Mervyn Dowling was one of the five children of Lisburn painting contractor Frank Dowling and his wife Mary who is still alive at 92.

He realised early on that following in his father's footsteps into the decorating business wasn't for him and concentrated on his fascination with photography at one time printing photographs for Star customers at three old pence a time.

In 1985 Mervyn moved to the Belfast Telegraph from the Star where he had enjoyed so much success and found himself in the midst of the troubles at their height and witnessed the horror of the violence that was all around as he took dramatic pictures all over the province.

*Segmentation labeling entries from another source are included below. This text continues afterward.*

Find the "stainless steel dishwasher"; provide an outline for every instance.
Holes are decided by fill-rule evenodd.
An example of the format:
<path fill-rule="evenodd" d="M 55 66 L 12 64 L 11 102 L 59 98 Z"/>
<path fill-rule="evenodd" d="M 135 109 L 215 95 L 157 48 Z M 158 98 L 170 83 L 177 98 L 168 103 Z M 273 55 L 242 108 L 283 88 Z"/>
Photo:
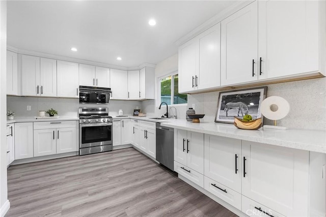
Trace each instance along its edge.
<path fill-rule="evenodd" d="M 156 123 L 156 160 L 174 171 L 174 129 Z"/>

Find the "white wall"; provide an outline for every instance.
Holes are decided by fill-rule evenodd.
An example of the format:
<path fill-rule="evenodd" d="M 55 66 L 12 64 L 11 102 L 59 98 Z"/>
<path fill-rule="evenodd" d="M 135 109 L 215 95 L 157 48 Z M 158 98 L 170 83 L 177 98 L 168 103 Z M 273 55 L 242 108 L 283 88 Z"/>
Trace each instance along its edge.
<path fill-rule="evenodd" d="M 0 216 L 9 208 L 7 186 L 7 2 L 0 1 Z"/>
<path fill-rule="evenodd" d="M 15 119 L 30 119 L 38 116 L 39 111 L 46 111 L 52 108 L 58 112 L 60 117 L 77 117 L 78 108 L 81 107 L 108 107 L 109 115 L 118 115 L 119 109 L 124 115 L 132 115 L 137 106 L 141 107 L 142 103 L 137 101 L 113 100 L 108 104 L 79 104 L 78 99 L 7 96 L 7 108 L 15 112 Z M 27 111 L 26 106 L 31 105 L 32 110 Z"/>

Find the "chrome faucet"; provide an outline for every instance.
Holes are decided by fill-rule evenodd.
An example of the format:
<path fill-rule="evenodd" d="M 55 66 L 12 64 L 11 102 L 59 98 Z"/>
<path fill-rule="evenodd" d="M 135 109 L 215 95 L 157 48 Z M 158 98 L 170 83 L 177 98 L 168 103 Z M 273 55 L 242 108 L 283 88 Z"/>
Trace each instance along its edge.
<path fill-rule="evenodd" d="M 169 118 L 169 113 L 168 112 L 168 104 L 166 102 L 161 102 L 161 104 L 159 105 L 159 107 L 158 107 L 158 109 L 161 109 L 161 106 L 163 103 L 165 103 L 165 104 L 167 105 L 167 113 L 165 114 L 164 115 L 166 116 L 167 118 Z M 162 116 L 162 117 L 164 118 L 163 116 Z"/>
<path fill-rule="evenodd" d="M 174 109 L 175 110 L 175 115 L 170 115 L 171 116 L 170 116 L 170 118 L 175 118 L 176 119 L 177 119 L 178 118 L 178 117 L 177 117 L 177 108 L 176 108 L 176 107 L 174 107 L 174 106 L 171 106 L 171 107 L 170 107 L 170 114 L 172 114 L 172 113 L 171 113 L 171 108 L 174 108 Z"/>

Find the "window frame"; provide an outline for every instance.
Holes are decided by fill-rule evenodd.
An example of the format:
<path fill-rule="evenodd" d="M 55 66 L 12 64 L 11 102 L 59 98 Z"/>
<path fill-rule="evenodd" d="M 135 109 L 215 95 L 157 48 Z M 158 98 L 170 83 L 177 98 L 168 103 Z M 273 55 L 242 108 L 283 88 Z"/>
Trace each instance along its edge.
<path fill-rule="evenodd" d="M 157 87 L 158 88 L 158 97 L 157 97 L 157 102 L 158 102 L 158 105 L 159 105 L 161 101 L 161 79 L 162 78 L 164 78 L 165 77 L 169 77 L 169 76 L 171 76 L 171 104 L 170 105 L 168 105 L 169 106 L 180 106 L 180 105 L 187 105 L 188 104 L 187 102 L 186 103 L 180 103 L 180 104 L 174 104 L 174 76 L 177 74 L 179 74 L 179 72 L 178 71 L 178 70 L 176 71 L 174 71 L 173 72 L 171 72 L 170 73 L 167 74 L 165 75 L 164 76 L 160 76 L 159 77 L 158 77 L 158 80 L 157 80 Z M 188 101 L 188 99 L 187 99 L 187 102 Z"/>

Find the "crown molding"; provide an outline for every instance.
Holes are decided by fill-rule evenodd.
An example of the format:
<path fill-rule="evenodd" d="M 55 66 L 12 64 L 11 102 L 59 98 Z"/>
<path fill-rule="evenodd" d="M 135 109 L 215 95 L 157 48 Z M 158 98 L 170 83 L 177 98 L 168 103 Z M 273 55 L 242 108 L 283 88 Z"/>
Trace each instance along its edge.
<path fill-rule="evenodd" d="M 253 0 L 235 1 L 234 3 L 231 6 L 226 8 L 208 20 L 205 21 L 189 33 L 175 41 L 174 44 L 177 46 L 180 46 L 185 43 L 254 1 L 255 1 Z"/>
<path fill-rule="evenodd" d="M 13 52 L 15 52 L 19 54 L 31 55 L 37 57 L 43 57 L 45 58 L 53 59 L 58 60 L 62 60 L 64 61 L 73 62 L 74 63 L 81 63 L 83 64 L 92 65 L 93 66 L 100 66 L 102 67 L 109 68 L 111 69 L 120 69 L 122 70 L 139 70 L 145 67 L 150 67 L 155 68 L 155 64 L 151 63 L 144 63 L 138 66 L 127 67 L 124 66 L 116 66 L 115 65 L 108 64 L 107 63 L 101 63 L 96 61 L 91 61 L 86 60 L 82 60 L 80 59 L 73 58 L 68 57 L 64 57 L 60 55 L 56 55 L 46 53 L 43 53 L 41 52 L 35 51 L 34 50 L 24 50 L 23 49 L 19 49 L 16 47 L 13 47 L 11 45 L 8 45 L 7 46 L 7 49 Z"/>

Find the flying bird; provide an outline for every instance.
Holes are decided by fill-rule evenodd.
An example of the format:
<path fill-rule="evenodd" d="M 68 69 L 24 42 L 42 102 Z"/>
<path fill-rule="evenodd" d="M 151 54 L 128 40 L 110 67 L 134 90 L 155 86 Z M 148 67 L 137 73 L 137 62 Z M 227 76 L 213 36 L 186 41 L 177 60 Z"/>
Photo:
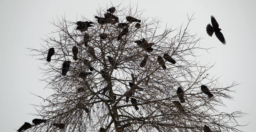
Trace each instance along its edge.
<path fill-rule="evenodd" d="M 64 61 L 63 62 L 62 64 L 62 76 L 66 75 L 69 69 L 70 63 L 71 62 L 70 61 Z"/>
<path fill-rule="evenodd" d="M 140 22 L 141 22 L 141 20 L 138 20 L 138 19 L 131 16 L 127 16 L 126 20 L 130 23 L 132 22 L 138 22 L 140 23 Z"/>
<path fill-rule="evenodd" d="M 157 56 L 157 62 L 159 65 L 162 67 L 163 69 L 165 69 L 167 68 L 166 66 L 165 66 L 165 62 L 164 61 L 164 60 L 163 59 L 162 57 L 159 55 Z"/>
<path fill-rule="evenodd" d="M 178 95 L 179 98 L 181 101 L 181 103 L 185 103 L 185 99 L 184 99 L 184 91 L 181 88 L 181 87 L 178 87 L 178 89 L 176 91 L 177 95 Z"/>
<path fill-rule="evenodd" d="M 206 26 L 206 31 L 209 36 L 211 37 L 213 34 L 213 32 L 215 32 L 215 35 L 216 37 L 223 44 L 223 45 L 226 44 L 226 41 L 225 40 L 224 36 L 222 34 L 220 30 L 221 29 L 219 28 L 219 24 L 217 22 L 217 21 L 215 19 L 215 18 L 212 16 L 211 16 L 211 24 L 208 24 L 207 26 Z"/>
<path fill-rule="evenodd" d="M 47 58 L 46 59 L 46 61 L 48 62 L 51 61 L 51 59 L 52 56 L 54 54 L 54 48 L 51 48 L 48 50 L 48 54 L 47 54 Z"/>
<path fill-rule="evenodd" d="M 164 54 L 164 56 L 163 57 L 167 61 L 171 63 L 174 65 L 176 63 L 176 61 L 175 61 L 174 59 L 173 59 L 168 54 L 165 53 Z"/>
<path fill-rule="evenodd" d="M 26 130 L 31 127 L 32 127 L 32 125 L 30 123 L 25 122 L 24 123 L 24 124 L 17 130 L 17 131 L 21 132 L 21 131 L 23 130 Z"/>
<path fill-rule="evenodd" d="M 207 95 L 208 95 L 208 97 L 209 98 L 211 98 L 213 96 L 213 95 L 211 93 L 211 92 L 210 92 L 210 90 L 209 90 L 208 88 L 205 85 L 201 85 L 201 90 L 203 93 Z"/>

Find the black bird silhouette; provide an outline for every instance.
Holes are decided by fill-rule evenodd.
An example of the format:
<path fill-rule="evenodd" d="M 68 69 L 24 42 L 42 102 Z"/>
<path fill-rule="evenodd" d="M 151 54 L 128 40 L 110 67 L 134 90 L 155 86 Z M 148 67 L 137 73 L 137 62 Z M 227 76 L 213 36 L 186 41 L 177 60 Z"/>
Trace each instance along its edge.
<path fill-rule="evenodd" d="M 115 12 L 115 11 L 116 11 L 116 8 L 114 7 L 112 7 L 111 8 L 109 8 L 107 10 L 107 12 L 109 12 L 111 13 L 114 13 L 114 12 Z"/>
<path fill-rule="evenodd" d="M 147 64 L 147 60 L 148 58 L 148 55 L 147 54 L 145 54 L 144 55 L 144 59 L 143 59 L 142 61 L 141 61 L 140 64 L 140 66 L 141 67 L 144 67 L 146 66 L 146 64 Z"/>
<path fill-rule="evenodd" d="M 173 101 L 173 103 L 174 104 L 174 105 L 175 107 L 179 109 L 180 112 L 185 112 L 185 110 L 183 108 L 183 107 L 181 105 L 181 104 L 180 103 L 180 102 L 177 101 Z"/>
<path fill-rule="evenodd" d="M 213 34 L 213 32 L 215 32 L 215 35 L 218 39 L 223 44 L 223 45 L 226 44 L 226 41 L 225 40 L 224 36 L 222 34 L 220 30 L 221 29 L 219 28 L 219 24 L 217 22 L 217 21 L 215 19 L 215 18 L 212 16 L 211 16 L 211 24 L 212 26 L 210 24 L 208 24 L 207 26 L 206 26 L 206 31 L 209 36 L 211 37 Z"/>
<path fill-rule="evenodd" d="M 163 69 L 165 69 L 167 68 L 166 66 L 165 66 L 165 62 L 164 61 L 164 60 L 163 59 L 162 57 L 159 55 L 157 56 L 157 62 L 159 65 L 162 67 Z"/>
<path fill-rule="evenodd" d="M 24 123 L 24 124 L 20 128 L 18 129 L 17 131 L 21 132 L 21 131 L 23 130 L 26 130 L 31 127 L 32 127 L 32 125 L 30 123 L 25 122 Z"/>
<path fill-rule="evenodd" d="M 128 26 L 129 24 L 127 23 L 120 23 L 117 24 L 117 27 L 119 28 L 123 28 L 125 27 Z"/>
<path fill-rule="evenodd" d="M 211 129 L 210 129 L 210 127 L 206 125 L 204 125 L 204 126 L 203 127 L 203 129 L 204 132 L 211 132 Z"/>
<path fill-rule="evenodd" d="M 75 46 L 73 47 L 72 48 L 72 52 L 73 53 L 73 59 L 76 61 L 78 58 L 77 58 L 77 53 L 78 53 L 78 48 Z"/>
<path fill-rule="evenodd" d="M 126 27 L 124 28 L 124 29 L 123 29 L 123 30 L 122 31 L 122 32 L 121 32 L 121 33 L 120 34 L 120 35 L 117 36 L 117 40 L 119 40 L 121 39 L 122 37 L 127 34 L 129 31 L 129 30 L 128 27 Z"/>
<path fill-rule="evenodd" d="M 213 96 L 213 95 L 211 93 L 211 92 L 210 92 L 210 90 L 209 90 L 208 88 L 205 85 L 201 85 L 201 90 L 203 93 L 207 95 L 208 95 L 208 97 L 209 98 L 211 98 Z"/>
<path fill-rule="evenodd" d="M 46 122 L 47 120 L 40 119 L 35 119 L 32 120 L 32 122 L 35 125 L 38 125 L 43 123 Z"/>
<path fill-rule="evenodd" d="M 87 51 L 90 55 L 94 59 L 97 59 L 97 56 L 95 55 L 95 51 L 94 51 L 94 49 L 93 49 L 93 48 L 90 46 L 88 46 L 88 50 Z"/>
<path fill-rule="evenodd" d="M 65 124 L 64 123 L 53 123 L 53 125 L 59 128 L 60 129 L 65 128 Z"/>
<path fill-rule="evenodd" d="M 134 106 L 136 111 L 139 110 L 139 107 L 137 106 L 138 103 L 137 103 L 137 100 L 136 100 L 136 99 L 135 99 L 133 98 L 131 98 L 131 102 L 133 105 L 134 105 Z"/>
<path fill-rule="evenodd" d="M 62 64 L 62 76 L 66 75 L 69 69 L 70 63 L 71 62 L 70 61 L 64 61 L 63 62 L 63 64 Z"/>
<path fill-rule="evenodd" d="M 177 95 L 178 95 L 179 98 L 180 99 L 181 103 L 185 103 L 185 99 L 184 99 L 184 91 L 182 90 L 181 87 L 178 87 L 176 93 L 177 93 Z"/>
<path fill-rule="evenodd" d="M 117 67 L 116 67 L 116 63 L 115 62 L 115 60 L 114 60 L 114 58 L 109 55 L 107 56 L 107 57 L 108 58 L 108 62 L 109 62 L 109 63 L 110 63 L 110 65 L 111 65 L 112 66 L 114 67 L 114 69 L 115 70 L 117 69 Z"/>
<path fill-rule="evenodd" d="M 174 65 L 176 63 L 176 61 L 167 53 L 164 54 L 164 56 L 163 57 L 167 61 L 169 61 Z"/>
<path fill-rule="evenodd" d="M 141 20 L 138 20 L 138 19 L 131 16 L 127 16 L 126 20 L 130 23 L 132 22 L 138 22 L 140 23 L 140 22 L 141 22 Z"/>
<path fill-rule="evenodd" d="M 47 54 L 47 58 L 46 59 L 46 61 L 48 62 L 51 61 L 51 59 L 52 56 L 54 54 L 54 48 L 51 48 L 48 50 L 48 54 Z"/>
<path fill-rule="evenodd" d="M 135 24 L 135 27 L 139 28 L 140 27 L 140 24 L 138 23 L 136 23 Z"/>
<path fill-rule="evenodd" d="M 93 68 L 91 66 L 90 62 L 86 59 L 85 59 L 83 61 L 83 64 L 89 68 L 91 71 L 93 71 Z"/>

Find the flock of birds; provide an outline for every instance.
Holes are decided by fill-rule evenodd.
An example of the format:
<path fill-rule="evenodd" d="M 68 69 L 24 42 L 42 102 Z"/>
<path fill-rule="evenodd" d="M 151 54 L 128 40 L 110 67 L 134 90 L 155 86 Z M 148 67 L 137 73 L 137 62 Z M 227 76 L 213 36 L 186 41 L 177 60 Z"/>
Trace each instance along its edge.
<path fill-rule="evenodd" d="M 107 23 L 115 24 L 119 22 L 118 17 L 112 14 L 115 11 L 115 8 L 114 7 L 111 7 L 107 10 L 107 13 L 104 14 L 104 17 L 99 17 L 96 16 L 95 16 L 95 17 L 97 19 L 97 21 L 98 23 L 100 24 L 103 25 Z M 107 12 L 109 12 L 109 13 Z M 141 21 L 141 20 L 131 16 L 126 17 L 126 19 L 127 21 L 130 23 L 133 22 L 138 22 L 135 25 L 135 26 L 137 28 L 140 28 L 141 24 L 139 23 L 140 23 Z M 219 28 L 218 23 L 217 22 L 214 17 L 212 16 L 211 16 L 211 19 L 212 26 L 210 24 L 207 25 L 206 28 L 207 33 L 210 36 L 212 36 L 213 32 L 215 32 L 216 36 L 219 40 L 223 44 L 225 45 L 226 44 L 226 41 L 223 35 L 220 31 L 221 29 Z M 76 24 L 77 25 L 76 29 L 80 31 L 81 32 L 86 31 L 88 27 L 93 26 L 93 25 L 91 25 L 93 24 L 93 22 L 91 21 L 88 22 L 86 21 L 85 22 L 82 22 L 79 21 L 77 22 Z M 129 23 L 119 23 L 118 24 L 117 27 L 119 28 L 123 29 L 122 31 L 117 37 L 117 40 L 119 40 L 121 39 L 122 36 L 126 35 L 128 33 L 129 31 Z M 87 34 L 85 33 L 85 35 L 84 37 L 84 43 L 85 46 L 88 48 L 87 51 L 89 54 L 94 59 L 96 60 L 97 59 L 97 57 L 95 54 L 94 49 L 92 47 L 88 46 L 88 45 L 89 40 L 89 37 Z M 107 38 L 107 34 L 105 33 L 100 34 L 99 37 L 101 39 L 104 40 Z M 147 52 L 151 52 L 154 50 L 152 46 L 154 45 L 154 43 L 148 43 L 144 38 L 143 38 L 141 40 L 135 41 L 134 43 L 136 43 L 139 46 L 142 48 L 144 50 Z M 75 61 L 79 59 L 77 56 L 77 54 L 78 52 L 78 48 L 76 46 L 74 46 L 72 48 L 72 50 L 73 54 L 73 59 Z M 46 60 L 48 62 L 50 62 L 51 57 L 54 54 L 54 48 L 50 48 L 48 50 Z M 111 66 L 113 67 L 114 69 L 117 69 L 117 67 L 116 65 L 114 58 L 109 55 L 107 56 L 107 57 L 108 59 L 108 62 Z M 149 56 L 148 55 L 146 54 L 144 55 L 144 59 L 140 64 L 140 67 L 144 67 L 145 66 L 147 63 L 147 60 Z M 167 53 L 164 54 L 163 57 L 161 56 L 157 56 L 157 61 L 159 65 L 164 69 L 166 69 L 167 67 L 165 66 L 165 62 L 163 58 L 165 59 L 166 61 L 169 62 L 174 65 L 176 63 L 176 61 Z M 65 61 L 63 62 L 62 65 L 62 72 L 63 76 L 65 76 L 66 75 L 67 73 L 69 70 L 71 63 L 71 62 L 69 61 Z M 90 62 L 88 60 L 86 59 L 84 60 L 83 60 L 83 63 L 85 65 L 89 68 L 91 72 L 93 71 L 94 70 L 94 68 L 92 67 L 90 63 Z M 101 71 L 100 73 L 101 74 L 101 76 L 104 78 L 108 77 L 106 75 L 106 73 L 104 70 Z M 79 73 L 78 76 L 82 78 L 85 78 L 87 76 L 92 74 L 92 73 L 91 72 L 81 72 Z M 129 97 L 133 95 L 134 91 L 135 91 L 135 89 L 142 89 L 138 86 L 137 84 L 135 83 L 135 80 L 137 80 L 137 78 L 132 74 L 132 78 L 133 80 L 133 82 L 129 82 L 129 86 L 130 87 L 131 89 L 128 90 L 125 94 L 127 95 L 126 96 L 125 102 L 127 103 L 129 102 Z M 107 87 L 104 88 L 102 93 L 104 94 L 106 90 L 109 89 L 109 86 L 110 85 L 108 84 Z M 208 95 L 209 98 L 211 98 L 213 96 L 213 94 L 210 92 L 209 89 L 206 86 L 204 85 L 202 85 L 200 87 L 202 92 Z M 109 87 L 109 88 L 108 88 L 108 87 Z M 82 88 L 79 88 L 77 89 L 77 91 L 81 91 L 82 90 Z M 182 89 L 182 88 L 180 87 L 178 87 L 176 91 L 176 93 L 180 102 L 178 101 L 173 101 L 173 103 L 174 103 L 175 106 L 179 109 L 180 112 L 184 112 L 185 110 L 181 104 L 181 103 L 185 103 L 186 102 L 184 97 L 184 91 Z M 115 100 L 116 100 L 116 96 L 114 96 L 114 98 Z M 133 105 L 136 111 L 138 110 L 139 108 L 137 106 L 137 103 L 136 99 L 132 97 L 130 98 L 130 99 L 131 102 Z M 83 106 L 83 108 L 86 113 L 89 113 L 89 110 L 85 106 Z M 46 122 L 47 121 L 47 120 L 46 119 L 35 119 L 32 120 L 32 122 L 35 125 L 37 125 Z M 54 123 L 53 124 L 53 125 L 54 126 L 56 126 L 57 128 L 59 128 L 60 129 L 64 129 L 65 128 L 65 124 L 62 123 Z M 21 132 L 23 130 L 31 128 L 32 127 L 32 125 L 30 123 L 25 122 L 24 124 L 18 129 L 17 131 Z M 204 127 L 203 127 L 203 128 L 204 132 L 210 132 L 211 131 L 210 128 L 206 125 L 205 125 Z M 105 132 L 105 129 L 103 127 L 101 127 L 99 130 L 99 132 Z"/>

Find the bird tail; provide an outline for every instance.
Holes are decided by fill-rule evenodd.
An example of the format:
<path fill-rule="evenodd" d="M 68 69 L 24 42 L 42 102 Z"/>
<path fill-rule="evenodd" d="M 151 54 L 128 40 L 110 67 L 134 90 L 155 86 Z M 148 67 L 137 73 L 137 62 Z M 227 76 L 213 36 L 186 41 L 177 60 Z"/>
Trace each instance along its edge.
<path fill-rule="evenodd" d="M 207 32 L 207 34 L 208 34 L 209 36 L 211 37 L 212 36 L 212 34 L 213 34 L 213 28 L 209 24 L 208 24 L 207 25 L 207 26 L 206 26 L 206 31 Z"/>

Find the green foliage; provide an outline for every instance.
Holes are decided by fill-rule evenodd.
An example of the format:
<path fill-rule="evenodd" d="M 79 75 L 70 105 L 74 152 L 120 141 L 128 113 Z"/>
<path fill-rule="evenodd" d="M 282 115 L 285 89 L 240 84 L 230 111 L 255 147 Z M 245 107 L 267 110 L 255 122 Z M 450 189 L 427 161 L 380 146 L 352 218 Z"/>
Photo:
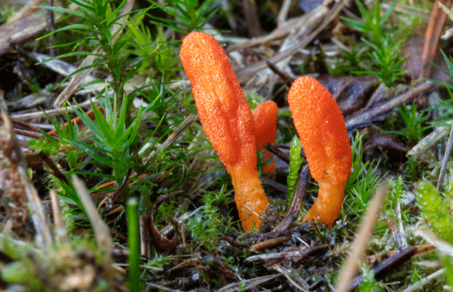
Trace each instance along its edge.
<path fill-rule="evenodd" d="M 377 166 L 373 168 L 373 161 L 362 161 L 362 139 L 364 135 L 360 135 L 358 133 L 354 139 L 352 146 L 352 171 L 345 188 L 345 192 L 348 194 L 345 204 L 350 212 L 359 217 L 365 212 L 369 199 L 381 179 L 376 173 Z"/>
<path fill-rule="evenodd" d="M 55 58 L 50 58 L 47 62 L 54 59 L 77 56 L 90 56 L 94 57 L 95 59 L 91 65 L 84 66 L 76 70 L 65 78 L 65 80 L 62 81 L 62 83 L 67 78 L 79 71 L 93 67 L 104 67 L 107 69 L 110 74 L 111 78 L 106 80 L 95 80 L 82 86 L 106 82 L 108 85 L 106 91 L 110 89 L 113 90 L 118 104 L 121 106 L 124 98 L 124 86 L 126 82 L 141 67 L 141 64 L 146 58 L 146 56 L 134 57 L 135 56 L 135 52 L 141 49 L 141 45 L 134 39 L 125 39 L 120 41 L 115 41 L 117 38 L 118 34 L 132 21 L 126 21 L 124 25 L 121 26 L 118 25 L 118 21 L 124 17 L 128 17 L 128 15 L 132 14 L 132 12 L 130 12 L 123 15 L 119 14 L 121 8 L 126 3 L 126 0 L 123 0 L 119 5 L 113 11 L 111 11 L 109 1 L 101 1 L 100 0 L 93 0 L 86 2 L 82 2 L 77 0 L 69 1 L 76 4 L 80 11 L 52 6 L 40 6 L 40 8 L 48 9 L 56 12 L 64 12 L 70 15 L 78 16 L 83 19 L 84 23 L 71 24 L 60 27 L 40 38 L 45 38 L 51 34 L 67 30 L 77 32 L 84 30 L 89 33 L 88 36 L 86 38 L 76 40 L 70 43 L 58 45 L 56 47 L 62 47 L 72 45 L 73 47 L 78 47 L 79 45 L 82 45 L 89 42 L 93 45 L 93 47 L 95 46 L 97 47 L 97 48 L 95 49 L 94 52 L 79 51 L 63 54 L 57 56 Z M 137 13 L 138 16 L 136 17 L 139 17 L 141 14 L 145 13 L 152 8 L 152 6 L 150 6 L 148 8 L 139 10 L 139 12 L 138 12 Z M 115 27 L 117 28 L 117 30 L 113 29 L 115 25 L 116 25 Z M 124 48 L 127 47 L 132 47 L 132 49 L 128 50 L 126 54 L 124 54 Z M 124 74 L 124 72 L 126 73 Z M 134 97 L 135 95 L 132 94 L 130 94 L 126 97 L 126 124 L 128 124 L 130 122 L 130 107 L 132 106 L 132 100 Z"/>
<path fill-rule="evenodd" d="M 148 70 L 148 76 L 152 79 L 160 79 L 164 76 L 166 80 L 176 78 L 179 70 L 180 63 L 178 49 L 176 46 L 179 42 L 167 41 L 163 27 L 158 26 L 155 38 L 153 38 L 148 26 L 145 25 L 145 14 L 139 13 L 128 25 L 128 30 L 122 38 L 135 40 L 140 47 L 135 49 L 135 46 L 128 43 L 124 51 L 134 50 L 134 54 L 143 58 L 137 71 Z"/>
<path fill-rule="evenodd" d="M 356 0 L 356 3 L 360 11 L 362 19 L 355 20 L 347 17 L 341 17 L 341 19 L 347 26 L 362 32 L 373 43 L 378 44 L 380 43 L 380 38 L 385 31 L 386 21 L 392 13 L 396 1 L 394 1 L 392 5 L 382 16 L 379 0 L 376 1 L 376 4 L 370 8 L 369 11 L 359 0 Z"/>
<path fill-rule="evenodd" d="M 426 122 L 426 120 L 429 116 L 429 113 L 427 111 L 417 111 L 417 104 L 414 102 L 412 104 L 410 111 L 408 109 L 406 104 L 403 104 L 399 111 L 401 121 L 404 123 L 405 127 L 400 131 L 388 131 L 392 134 L 397 134 L 404 137 L 408 143 L 411 144 L 423 139 L 425 136 L 423 132 L 432 126 L 428 125 L 422 126 Z"/>
<path fill-rule="evenodd" d="M 360 270 L 362 271 L 362 277 L 363 281 L 358 287 L 356 291 L 358 292 L 378 292 L 384 291 L 384 287 L 380 287 L 374 276 L 374 271 L 368 267 L 367 265 L 362 265 Z"/>
<path fill-rule="evenodd" d="M 205 192 L 205 205 L 187 220 L 187 230 L 192 238 L 197 245 L 204 247 L 209 253 L 217 251 L 222 234 L 231 229 L 229 220 L 226 220 L 220 214 L 218 207 L 219 204 L 225 205 L 227 202 L 228 193 L 225 193 L 224 190 L 224 186 L 218 194 Z"/>
<path fill-rule="evenodd" d="M 362 19 L 341 19 L 347 26 L 362 32 L 364 38 L 362 43 L 352 44 L 350 52 L 341 50 L 346 62 L 338 67 L 356 74 L 375 76 L 390 87 L 406 73 L 401 69 L 404 59 L 399 57 L 402 40 L 397 41 L 393 30 L 386 27 L 396 1 L 382 16 L 379 0 L 369 10 L 360 1 L 356 3 Z"/>
<path fill-rule="evenodd" d="M 388 87 L 393 86 L 395 82 L 407 73 L 401 69 L 401 65 L 404 60 L 404 58 L 399 57 L 402 41 L 395 42 L 388 36 L 382 38 L 378 45 L 366 39 L 362 41 L 372 49 L 371 52 L 367 54 L 374 66 L 369 67 L 367 71 L 358 70 L 354 73 L 377 77 Z"/>
<path fill-rule="evenodd" d="M 453 263 L 452 262 L 452 258 L 448 256 L 443 256 L 441 258 L 442 265 L 445 269 L 445 280 L 447 284 L 450 286 L 450 290 L 453 290 Z"/>
<path fill-rule="evenodd" d="M 8 3 L 0 5 L 0 24 L 5 23 L 14 14 L 14 8 Z"/>
<path fill-rule="evenodd" d="M 156 3 L 154 0 L 148 0 Z M 187 34 L 194 30 L 201 29 L 216 14 L 222 3 L 221 0 L 167 0 L 165 5 L 159 8 L 172 17 L 163 19 L 148 14 L 157 23 L 171 28 L 175 32 Z"/>
<path fill-rule="evenodd" d="M 426 181 L 417 183 L 417 203 L 426 224 L 439 236 L 453 243 L 452 198 L 445 200 L 441 196 L 432 183 Z"/>
<path fill-rule="evenodd" d="M 301 156 L 301 150 L 302 146 L 297 135 L 291 140 L 290 148 L 290 169 L 286 177 L 286 185 L 288 186 L 288 204 L 291 203 L 292 194 L 294 192 L 294 186 L 299 177 L 299 171 L 301 169 L 301 165 L 303 158 Z"/>

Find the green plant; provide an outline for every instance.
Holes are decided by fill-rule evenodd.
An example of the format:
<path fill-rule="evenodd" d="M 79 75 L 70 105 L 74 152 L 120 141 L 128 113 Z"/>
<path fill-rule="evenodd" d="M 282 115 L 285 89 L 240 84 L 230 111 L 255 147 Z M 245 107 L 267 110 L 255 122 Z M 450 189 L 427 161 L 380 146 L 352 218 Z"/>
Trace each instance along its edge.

Mervyn and Irene had their own times of tension and worry during their married life. When he was only 34 Mervyn was struck down by cancer from which he made a slow but successful recovery. It made him thankful and conscious of others suffering from the disease. He used to tell them: "Look at me, I beat it - so can you."

"My husband loved the gift of life," says Irene. "He became chairman of a Multiple Sclerosis Society and went out of his way to meet and talk to patients.

"Then when daughter Janice and I were injured in a serious road accident it was his strength that
pulled us through. "

Mervyn loved nothing better than his fishing trips with his photographer pals Roy Smyth and Rick Hewitt and he liked to watch rugby.

"We are all going to miss this caring and loveable man, including the grandchildren to whom he was an ever present father figure," declares Irene.

"He used to tell me that he had learned so much wisdom at the knee of his own grandfather Heaney that he wanted to fulfill a similar role with his own grandchildren and he definitely did so."